Mais une autre figure mérite qu’on s’y arrête : Martin Heidegger. Qui, lui, n’est pas tant le penseur d’une insurrection que le penseur de ce qu’il appelle lui-même un « voisinage » entre la pensée et la poésie. De ce voisinage, nous aurons d’ailleurs le témoignage de plusieurs textes consacrés dans son œuvre à des poètes de langue allemande : Friedrich Hölderlin surtout, mais aussi Stefan George et Georg Trakl. Or ce qui frappe dans ces textes, dans ces lectures des poètes cités, c’est l’importance accordée à l’étymologie des mots…

L’approche heideggérienne de la poésie se distingue en réalité par un double mouvement : premièrement, un retour vers ce que Heidegger appelle le lieu, au singulier, du dit du poète : lieu qui est comme la source à laquelle ce dernier demeure à l’écoute. La source, qui échappe à toute caractérisation psychologique, est le non-dit, inépuisable, d’où jaillit dans sa nécessité la parole du poète, ou du grand poète. Deuxième mouvement : la parole qui sourd de ce « lieu » à travers la bouche du poète est une parole qui, pour ainsi dire, donne la parole à la langue elle-même. De sorte que les mots revêtent ici toute la charge de leur héritage étymologique… L’écoute attentive du poète devient dès lors une écoute de la langue, une écoute des mots libérés de la contrainte d’un discours déterminé, faisant résonner dans le poème des sens oubliés, des sens surgis d’usages anciens.

Pour Heidegger, le poète est ainsi cet homme dont le dit, unique, fait parler la langue et ne peut être dit qu’en laissant la parole à la langue. Or quelle est cette langue qui, de son côté, peut prendre la parole qu’on lui donne pour, elle-même, dire le dit du poète ? Sûrement pas cette langue réduite à un outil de communication dans ce monde globalisé d’aujourd’hui, dominé par sa suractivité et sa recherche éperdue de la puissance. C’est au contraire une langue qui entretient avec le sol une relation de filiation. Et sans doute que le rôle de la pensée, par-delà l’aventure métaphysique et ses mirages, est-il de veiller sur cette relation fragile…

On voit donc que, pas moins que Nietzsche, Heidegger ne pouvait échapper au soupçon d’avoir avec le National-socialisme une proximité douteuse. On comprend aussi pourquoi Heidegger lui-même a pu se laisser séduire, en tout cas au début, par cette aventure politique : le thème de la langue et de sa relation au sol a des résonances incontestables avec le thème de la patrie, du « Heimat », célébré à l’envi par les idéologues nazis. Mais là s’arrête l’affinité et on se gardera bien de suivre certains maîtres-accusateurs dans leurs extrapolations.

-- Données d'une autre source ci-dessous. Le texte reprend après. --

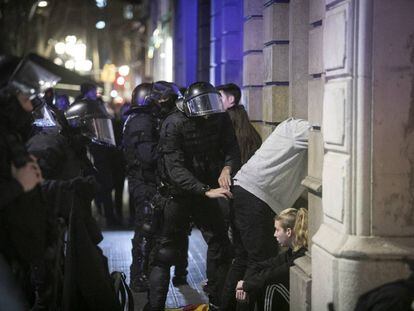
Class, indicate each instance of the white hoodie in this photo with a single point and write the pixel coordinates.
(275, 171)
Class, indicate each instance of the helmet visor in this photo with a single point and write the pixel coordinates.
(31, 79)
(100, 131)
(44, 118)
(204, 104)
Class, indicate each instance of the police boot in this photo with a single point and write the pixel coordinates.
(41, 290)
(139, 281)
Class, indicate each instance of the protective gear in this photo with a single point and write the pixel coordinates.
(94, 122)
(32, 79)
(193, 153)
(139, 97)
(62, 102)
(44, 117)
(201, 99)
(8, 64)
(163, 95)
(167, 255)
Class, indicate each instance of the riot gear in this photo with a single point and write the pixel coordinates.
(93, 120)
(201, 99)
(193, 152)
(139, 97)
(164, 94)
(32, 79)
(44, 117)
(150, 104)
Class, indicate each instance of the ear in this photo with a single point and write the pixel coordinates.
(231, 100)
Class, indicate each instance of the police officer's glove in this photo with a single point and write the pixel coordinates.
(85, 187)
(219, 193)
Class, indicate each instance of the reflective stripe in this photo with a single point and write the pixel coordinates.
(270, 290)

Heidegger n’était pas le penseur d’une quelconque domination de la Germanie sur le reste du monde, ni d’un quelconque mépris raciste de certains peuples…

Il est d’ailleurs regrettable que, entre philosophes, on se laisse parfois aller à des attaques qui relèvent de la stigmatisation politique : le vrai débat est ailleurs, dans la cohérence et la pertinence d’un propos, et non dans sa conformité ou non à une pensée dominante. Mais peut-être faut-il dire pour conclure que la faute de Heidegger est d’avoir prêté le flanc, en laissant en suspens la question de la relation entre les différentes cultures du monde… La question du jeu de l’échange linguistique et de la rencontre poétique des hommes par-delà la frontière de leurs langues et de leurs sols.